Retour au sommaire du volume 4 des Que lire ?

Le 25 octobre 1985, celui qui se voulut en notre siècle l’incarnation la plus absolue du particularisme breton appareillait pour son dernier voyage. Toute sa vie, hanté par le « mythe celtique enchanté », il se voulut un soldat au service d’une nation qu’il croyait pouvoir faire ressurgir toute armée d’un cerveau particulièrement imaginatif.

Cette passion envahissante le conduisit sur des sentiers dangereux. Il risqua à plusieurs reprises la mort et ne lui échappa qu’au prix d’un exil de plus d’un quart de siècle. Il avait été jusqu’au bout d’une démarche intellectuelle qui fit de cet architecte original, un redoutable journaliste, que ce soit dans les colonnes du journal Breiz Atao ou à la tête de la revue Stur.

Même ses ennemis — et il n’en manquait pas — devaient reconnaître son talent, sa sincérité et son courage.

Un caractère abrupt, un jugement tranchant, un mépris indéniable pour toute médiocrité le vouaient d’instinct à un rôle de prophète solitaire. Il ne comptait pas que des partisans inconditionnels, même parmi ses compatriotes qui partageaient ses vues extrémistes. Pourtant, à sa mort, la presse fut relativement modérée en retraçant la carrière de ce vieux lutteur et il figure aujourd’hui dans tous les dictionnaires et les histoires de la littérature de Bretagne. On ne peut retirer à ce polémiste, parfois injuste et excessif, le fait d’être un grand écrivain, qui réussit à imposer son style, tant en langue bretonne qu’en langue française.

Les livres qu’il écrivit après la guerre sont aujourd’hui des classiques incontournables.

Le plus grand théoricien du nationalisme breton, dans sa vision la plus extrémiste, était le fils d’un général de l’armée coloniale française, originaire de la région malouine, et d’une Corse, elle aussi de famille militaire. De n’appartenir qu’à moitié à l’hérédité bretonne et de n’avoir jamais parlé dans son enfance le vieil idiome celtique ne pouvait certes que susciter les moqueries de ses adversaires. Il n’en fut que plus intransigeant dans la revendication de son identité et dans son engagement total au service d’une province dont il voulait faire une nation.

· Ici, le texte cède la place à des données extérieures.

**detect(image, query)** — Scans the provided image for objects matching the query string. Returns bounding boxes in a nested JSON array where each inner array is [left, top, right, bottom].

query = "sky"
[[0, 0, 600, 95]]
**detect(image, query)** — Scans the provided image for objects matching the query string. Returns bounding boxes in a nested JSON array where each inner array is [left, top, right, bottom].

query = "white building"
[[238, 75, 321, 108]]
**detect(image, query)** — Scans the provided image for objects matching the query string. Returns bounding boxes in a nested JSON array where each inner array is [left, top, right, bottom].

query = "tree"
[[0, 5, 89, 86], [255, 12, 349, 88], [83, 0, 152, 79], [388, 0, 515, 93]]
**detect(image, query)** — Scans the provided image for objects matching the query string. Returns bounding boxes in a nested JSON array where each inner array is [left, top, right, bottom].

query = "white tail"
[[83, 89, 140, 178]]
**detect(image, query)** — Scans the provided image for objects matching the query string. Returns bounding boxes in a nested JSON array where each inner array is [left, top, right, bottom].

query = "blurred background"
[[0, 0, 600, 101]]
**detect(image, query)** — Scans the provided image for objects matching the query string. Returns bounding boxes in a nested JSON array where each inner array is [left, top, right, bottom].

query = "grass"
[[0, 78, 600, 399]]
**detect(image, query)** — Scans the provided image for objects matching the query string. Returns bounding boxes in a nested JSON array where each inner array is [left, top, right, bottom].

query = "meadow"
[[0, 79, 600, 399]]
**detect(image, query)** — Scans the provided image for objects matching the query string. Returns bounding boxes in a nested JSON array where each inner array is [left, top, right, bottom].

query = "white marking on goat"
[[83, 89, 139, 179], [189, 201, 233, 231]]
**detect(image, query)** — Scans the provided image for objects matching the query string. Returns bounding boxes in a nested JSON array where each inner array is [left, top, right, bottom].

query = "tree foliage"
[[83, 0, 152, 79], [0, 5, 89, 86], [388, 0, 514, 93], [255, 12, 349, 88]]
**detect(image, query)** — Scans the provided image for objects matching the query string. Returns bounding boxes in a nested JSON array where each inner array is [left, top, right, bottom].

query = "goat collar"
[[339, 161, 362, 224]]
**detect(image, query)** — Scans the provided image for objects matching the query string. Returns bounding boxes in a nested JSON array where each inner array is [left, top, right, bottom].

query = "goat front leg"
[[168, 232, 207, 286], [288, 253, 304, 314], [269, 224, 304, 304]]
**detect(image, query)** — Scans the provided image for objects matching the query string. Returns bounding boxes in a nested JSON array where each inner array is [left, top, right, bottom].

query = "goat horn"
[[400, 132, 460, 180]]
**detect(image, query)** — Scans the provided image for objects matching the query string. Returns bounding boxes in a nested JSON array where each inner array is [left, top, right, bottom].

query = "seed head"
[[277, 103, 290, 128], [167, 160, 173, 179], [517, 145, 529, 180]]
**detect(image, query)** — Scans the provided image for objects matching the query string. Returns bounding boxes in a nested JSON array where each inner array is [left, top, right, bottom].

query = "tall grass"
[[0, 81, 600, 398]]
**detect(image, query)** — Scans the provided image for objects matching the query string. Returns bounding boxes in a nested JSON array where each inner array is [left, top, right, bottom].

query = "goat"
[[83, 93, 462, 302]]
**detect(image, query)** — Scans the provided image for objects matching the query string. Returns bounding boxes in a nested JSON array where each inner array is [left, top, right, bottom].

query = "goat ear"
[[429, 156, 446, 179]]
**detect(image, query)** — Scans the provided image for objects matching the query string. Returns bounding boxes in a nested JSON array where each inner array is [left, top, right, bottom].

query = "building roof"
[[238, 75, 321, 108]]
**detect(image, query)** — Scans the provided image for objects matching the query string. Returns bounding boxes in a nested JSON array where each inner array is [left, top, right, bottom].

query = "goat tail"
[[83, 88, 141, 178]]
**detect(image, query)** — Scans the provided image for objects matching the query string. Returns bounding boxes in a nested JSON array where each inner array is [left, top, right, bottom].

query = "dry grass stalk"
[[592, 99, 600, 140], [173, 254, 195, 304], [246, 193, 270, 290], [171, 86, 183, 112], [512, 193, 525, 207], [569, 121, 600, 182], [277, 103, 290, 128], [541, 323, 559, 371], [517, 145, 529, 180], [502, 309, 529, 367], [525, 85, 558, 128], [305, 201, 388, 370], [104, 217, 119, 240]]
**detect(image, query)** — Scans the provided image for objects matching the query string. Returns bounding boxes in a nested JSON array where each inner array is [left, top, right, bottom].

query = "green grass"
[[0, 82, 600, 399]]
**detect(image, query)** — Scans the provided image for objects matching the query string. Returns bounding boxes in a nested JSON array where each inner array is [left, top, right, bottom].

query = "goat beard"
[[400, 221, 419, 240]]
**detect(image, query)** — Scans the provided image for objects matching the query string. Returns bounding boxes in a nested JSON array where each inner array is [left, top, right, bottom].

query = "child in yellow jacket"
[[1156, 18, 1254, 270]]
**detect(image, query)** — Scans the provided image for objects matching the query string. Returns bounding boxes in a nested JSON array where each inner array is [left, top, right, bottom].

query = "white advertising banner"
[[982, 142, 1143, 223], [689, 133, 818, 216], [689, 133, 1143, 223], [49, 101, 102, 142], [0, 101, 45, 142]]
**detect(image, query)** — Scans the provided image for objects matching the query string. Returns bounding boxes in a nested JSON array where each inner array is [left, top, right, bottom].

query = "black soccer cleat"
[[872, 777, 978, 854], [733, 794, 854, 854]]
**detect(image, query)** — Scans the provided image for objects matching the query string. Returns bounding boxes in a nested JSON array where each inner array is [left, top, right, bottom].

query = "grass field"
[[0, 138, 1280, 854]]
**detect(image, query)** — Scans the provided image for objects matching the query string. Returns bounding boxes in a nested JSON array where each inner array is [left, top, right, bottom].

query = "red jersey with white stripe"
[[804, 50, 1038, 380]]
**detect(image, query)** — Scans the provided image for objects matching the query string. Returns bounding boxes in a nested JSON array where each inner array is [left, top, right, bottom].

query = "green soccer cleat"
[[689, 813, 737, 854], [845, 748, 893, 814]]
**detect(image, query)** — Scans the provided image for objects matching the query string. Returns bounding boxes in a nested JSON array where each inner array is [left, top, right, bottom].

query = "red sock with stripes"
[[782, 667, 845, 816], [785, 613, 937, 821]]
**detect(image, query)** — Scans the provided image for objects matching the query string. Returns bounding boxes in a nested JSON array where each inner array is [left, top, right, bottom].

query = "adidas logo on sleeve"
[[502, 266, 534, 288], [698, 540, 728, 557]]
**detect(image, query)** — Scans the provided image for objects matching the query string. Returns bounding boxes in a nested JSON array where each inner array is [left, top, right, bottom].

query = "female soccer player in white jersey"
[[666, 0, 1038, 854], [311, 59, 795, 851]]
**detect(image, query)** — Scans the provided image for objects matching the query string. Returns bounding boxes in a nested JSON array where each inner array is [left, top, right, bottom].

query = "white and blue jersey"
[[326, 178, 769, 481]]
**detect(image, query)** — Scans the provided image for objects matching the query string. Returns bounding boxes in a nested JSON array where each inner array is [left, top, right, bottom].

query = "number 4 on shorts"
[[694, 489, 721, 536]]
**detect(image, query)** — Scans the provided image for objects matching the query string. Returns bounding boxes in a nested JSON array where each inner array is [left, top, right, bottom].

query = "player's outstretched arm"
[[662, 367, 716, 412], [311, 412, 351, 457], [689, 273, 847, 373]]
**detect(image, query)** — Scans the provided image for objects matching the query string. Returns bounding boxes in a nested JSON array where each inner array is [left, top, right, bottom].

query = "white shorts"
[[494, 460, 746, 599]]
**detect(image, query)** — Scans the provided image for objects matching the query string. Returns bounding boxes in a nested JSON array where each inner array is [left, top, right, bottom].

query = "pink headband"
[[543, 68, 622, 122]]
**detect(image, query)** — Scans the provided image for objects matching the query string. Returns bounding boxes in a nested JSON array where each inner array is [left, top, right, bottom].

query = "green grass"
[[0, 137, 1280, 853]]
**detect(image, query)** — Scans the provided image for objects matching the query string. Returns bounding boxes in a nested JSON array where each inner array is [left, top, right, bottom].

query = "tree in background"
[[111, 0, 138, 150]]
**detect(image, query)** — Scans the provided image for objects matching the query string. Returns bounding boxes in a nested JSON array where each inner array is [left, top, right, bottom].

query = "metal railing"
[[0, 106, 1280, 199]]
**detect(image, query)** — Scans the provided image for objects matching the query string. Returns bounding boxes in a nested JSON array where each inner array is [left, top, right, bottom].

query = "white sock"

On ne sera guère surpris d’apprendre qu’il naquit de surcroît à Paris, le 29 avril 1901, et non dans un de ces finisterres qui devaient devenir chers à son cœur. Il fut en conséquence un Breton de volonté et d’obstination, qualités qu’il possédait bien davantage que quiconque, éclairées par une intelligence fulgurante que personne n’a jamais songé à lui dénier.

Il fait ses études aux Beaux-Arts de Paris et restera à jamais marqué par cette formation technique et artistique, qui correspond à une réalité profonde de son être intime. Il fera de la politique en esthète, avec une âme de bâtisseur où l’on retrouve le jeune architecte s’installant à Quimper au début des années vingt et dont certaines réalisations, assez modern style, sont aujourd’hui classées « monuments historiques ».

Sa confiance en lui est absolue et le sentiment qu’il puisse se tromper dans ses jugements et ses entreprises ne l’effleure jamais. Très vite, il se persuade qu’il incarne la Bretagne à lui seul. Non pas tant celle du passé, en voie de « folklorisation », mais celle d’un avenir qu’il imagine conquérant, novateur, créatif. Il ne veut pas tant conserver que construire. On le croit traditionaliste ; il est révolutionnaire. Plus doué pour la polémique que pour l’organisation, il saura faire équipe avec un garçon comme Debauvais, qui n’a certes pas son talent de plume, mais possède une roide ténacité de tâcheron inspiré.

Cette aventure, Olier Mordrel la racontera un jour — en 1973 — dans un gros bouquin : Breiz Atao, Histoire et actualité du nationalisme breton. Même s’il a parfois tendance à quelque peu exagérer son rôle, il s’agit là d’un document capital et qui sera perçu comme tel, même par les pires ennemis de celui qu’on appelle familièrement O. M.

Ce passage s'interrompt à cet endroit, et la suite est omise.